Последовала пауза, которую, к счастью, прервало появление Охоцкого. Вонсовская весьма сердечно попрощалась с приятельницей и, бросив игривый взгляд на своего спутника, заявила:
— Ну, а теперь едем ко мне обедать.
Охоцкий состроил независимую мину, которая должна была означать, что он не поедет с Вонсовской. Тем не менее, насупясь еще сильней, он взял шляпу и вышел вслед за нею.
Сев в экипаж, Охоцкий отвернулся от своей соседки и, глядя на улицу, заговорил:
— Скорей бы уж Белла решила насчет Вокульского в ту или другую сторону.
— Вы бы, конечно, предпочли именно в «ту», чтобы остаться одним из друзей дома. Но ничего не выйдет, — сказала Вонсовская.
— Прошу прощения, сударыня, — обиделся Охоцкий. — Это не по моей части… Предоставляю сие Старскому и ему подобным…
— Так зачем же вам нужно, чтобы Белла скорее решила?
— Очень нужно! Голову дам на отсечение, что Вокульскому известна какая-то важная научная тайна, но я уверен — он мне ее не откроет, пока сам будет в такой лихорадке… Ох, эти женщины с их гнусным кокетством…
— Ваше менее гнусно?
— Нам можно.
— Вам можно… тоже хорош! — вскипела вдовушка. — И это говорит человек передовой в век эмансипации!
— К чертям эмансипацию! — рассердился Охоцкий. — Хороша эмансипация! Вам бы все привилегии, и мужские и женские, а обязанностей никаких… Распахивай перед ними двери, уступай им место, за которое ты же заплатил, влюбляйся в них, а они…
— Зато в нас ваше счастье, — насмешливо заметила Вонсовская.
— Какое там счастье!.. На сто мужчин приходится сто пять женщин, уж чего тут дорожиться?
— Наверное, ваши поклонницы, горничные, не дорожатся?
— Разумеется!
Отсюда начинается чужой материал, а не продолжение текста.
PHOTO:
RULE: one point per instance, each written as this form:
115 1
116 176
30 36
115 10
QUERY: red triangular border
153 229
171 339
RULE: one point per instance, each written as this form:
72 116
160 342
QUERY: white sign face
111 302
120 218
Но всего несноснее великосветские дамы и служанки в ресторанах. Сколько жеманства, капризов…
— Вы забываетесь! — надменно произнесла Вонсовская.
— Ну, так позвольте поцеловать ручку, — ответил Охоцкий и тут же исполнил свое намерение.
— Не смейте целовать эту руку…
— Тогда другую…
— Ну что, разве я не сказала, что еще до вечера вы поцелуете мне обе руки?
— Ах, ей-богу… Не хочу я у вас обедать… Я здесь выйду.
— Остановить экипаж?
— Зачем?
— Вы же хотели выйти…
— А вот и не выйду… Несчастный я человек, надо же родиться с таким дурацким характером…
Вокульский приходил к Ленцким раза два в неделю и чаще всего заставал только пана Томаша. Тот приветствовал его с отеческой нежностью, а затем часа два рассказывал о своих болезнях или о своих делах, деликатно давая понять, что уже считает его членом семьи.
Обычно панны Изабеллы не оказывалось дома: она была то у тетки-графини, то у знакомых или в магазинах. Когда же Вокульскому выпадало редкое счастье и он заставал панну Изабеллу, они перекидывались несколькими словами, да и то на посторонние темы, потому что она всегда либо собиралась куда-нибудь с визитом, либо принимала у себя.
Дня через два после посещения пани Вонсовской Вокульскому посчастливилось: панна Изабелла была дома. Она протянула ему руку, которую он, как всегда, поцеловал с благоговейным обожанием, и сказала:
— Вы слышали? Председательше совсем худо…
Вокульский встревожился.
— Бедная, славная старушка… Будь я уверен, что мое появление ее не взволнует, я бы поехал туда… А уход за ней хороший?
— О да! Подле нее Дальские, — тут она улыбнулась, — ведь Эвелина уже вышла за барона; затем Феля Яноцкая и… Старский.
Лицо ее слегка зарумянилось, и она смолкла.
«Вот плоды моей бестактности, — подумал Вокульский. — Она заметила, что Старский мне неприятен, и смущается при каждом упоминании о нем. Как это подло с моей стороны!»
Он хотел сказать о Старском что-нибудь лестное, но слова застряли у него в горле. Чтобы прервать неловкое молчание, он спросил:
— Куда вы в этом году собираетесь на лето?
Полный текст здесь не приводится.